Vieluf: Haben Sie das für die Nachfolgejahrgänge untersucht?
Thomsen: Das lässt sich nicht mehr als Wirkung von G 8 identifizieren. Wir
haben 2007 einen Effekt gemessen, der später nicht mehr sichtbar wäre, weil
der Notenspiegel angeglichen wird. Wenn wir den G 8-Jahrgang 2008 messen
würden, wären die Unterschiede nicht mehr vorhanden. Dann gäbe es eine
Fehlinformation: Es ist alles wieder gut. Aber das ist eben nicht so.
Was leiten Sie aus Ihrer Studie ab?
Thomsen: Wir sagen nicht, wir spielen zwölf Jahre gegen 13 Jahre aus.
Eigentlich war die Analyse genau aus der Debatte heraus geboren, dass wir
zwei konträre Positionen haben. G 9 und G 8. Das war eine ideologisch
geführte Debatte, weil es keine Evidenz gab, auf die man sich stützen
konnte.
Was unsere Ergebnisse auch zeigen, ist, dass es in der Reife der
Persönlichkeit keinen Unterschied gibt. Ob ein Schüler mit 18 oder 19 das
Abitur macht, ist kein großer Unterschied. Aber unsere Ergebnisse zeigen
die Veränderungen in der Mathematik und der Studierneigung, wo wir
überlegen, inwieweit diese Tendenz übertragbar ist.
Was sollte man tun?
Thomsen: Pädagogen und Lehrplanentwickler sollten überlegen: Was soll das
Lernziel sein und wie viel Matheunterricht braucht man, um dahin zu kommen?

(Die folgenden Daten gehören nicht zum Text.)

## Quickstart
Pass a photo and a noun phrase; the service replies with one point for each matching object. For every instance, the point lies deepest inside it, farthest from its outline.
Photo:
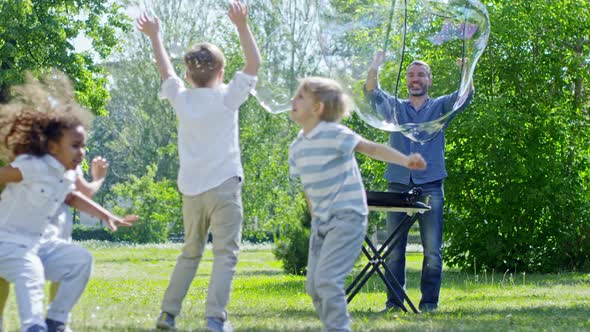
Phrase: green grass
(128, 282)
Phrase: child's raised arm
(78, 201)
(385, 153)
(238, 14)
(98, 168)
(151, 28)
(10, 174)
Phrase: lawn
(128, 282)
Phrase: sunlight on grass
(128, 283)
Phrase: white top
(61, 225)
(28, 206)
(208, 139)
(324, 160)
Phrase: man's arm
(238, 14)
(151, 28)
(385, 153)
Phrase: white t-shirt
(29, 205)
(208, 138)
(61, 225)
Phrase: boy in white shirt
(210, 174)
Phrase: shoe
(428, 307)
(36, 328)
(166, 321)
(391, 309)
(215, 324)
(56, 326)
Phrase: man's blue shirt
(432, 151)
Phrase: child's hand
(238, 13)
(99, 168)
(378, 60)
(127, 221)
(150, 27)
(415, 161)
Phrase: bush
(292, 244)
(158, 204)
(85, 233)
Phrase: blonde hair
(38, 113)
(330, 93)
(203, 62)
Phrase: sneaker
(215, 324)
(391, 309)
(36, 328)
(56, 326)
(166, 321)
(428, 307)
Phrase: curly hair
(39, 112)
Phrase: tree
(37, 35)
(518, 192)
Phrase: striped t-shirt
(324, 161)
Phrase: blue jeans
(431, 228)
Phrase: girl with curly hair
(42, 136)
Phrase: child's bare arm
(238, 14)
(78, 201)
(385, 153)
(151, 28)
(10, 174)
(98, 168)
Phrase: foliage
(36, 35)
(291, 248)
(157, 203)
(85, 233)
(518, 192)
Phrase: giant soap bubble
(439, 32)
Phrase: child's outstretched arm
(10, 174)
(385, 153)
(238, 14)
(151, 28)
(78, 201)
(98, 168)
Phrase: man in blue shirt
(418, 108)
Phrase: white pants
(334, 246)
(28, 268)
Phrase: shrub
(158, 204)
(292, 244)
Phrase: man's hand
(415, 161)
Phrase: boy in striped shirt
(322, 156)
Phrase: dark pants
(431, 228)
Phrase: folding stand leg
(377, 259)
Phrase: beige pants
(218, 210)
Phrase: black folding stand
(412, 203)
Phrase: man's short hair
(420, 63)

Dann wären schlechtere Mathekenntnisse nicht schlimm?
Thomsen: Das würde ich als Ökonom nicht sagen. Ob es Auswirkungen im
späteren Studienerfolg oder im Berufsleben gibt, kann man noch nicht sagen.

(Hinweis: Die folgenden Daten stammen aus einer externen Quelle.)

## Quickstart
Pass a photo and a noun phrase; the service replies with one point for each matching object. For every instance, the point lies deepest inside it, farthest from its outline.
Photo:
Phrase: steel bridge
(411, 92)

Wir werden die untersuchte Gruppe 2014 diesbezüglich noch einmal befragen.
Ist die Suche nach dem Effekt nicht egal, solange die Ergebnisse besser
sind?
Thomsen: Nein. Mich stört als Ökonom, wenn man uninformiert am lebenden
Objekt etwas reformiert. Nehmen wir den Worstcase an: Der
Zehn-Prozent-Effekt in der Mathematik würde zu einem Zehn-Prozent-Rückgang
im Arbeitsleben führen und wir hätten einen Zehn-Prozent-Rückgang in der
Produktivität. Es ist Fiktion, aber überlegen Sie, es würde sich so
übertragen. Oder wenn aufgrund von Orientierungsproblemen das falsche
Studienfach gewählt wird, dann ist der Faktor Arbeit nicht optimal
eingesetzt. Das kann zu großen Wohlfahrtsverlusten führen.
Vieluf: Wir führen in Hamburg zunehmend mehr Kinder zum Abitur und erhöhen
damit den Faktor Bildung für die Volkswirtschaft.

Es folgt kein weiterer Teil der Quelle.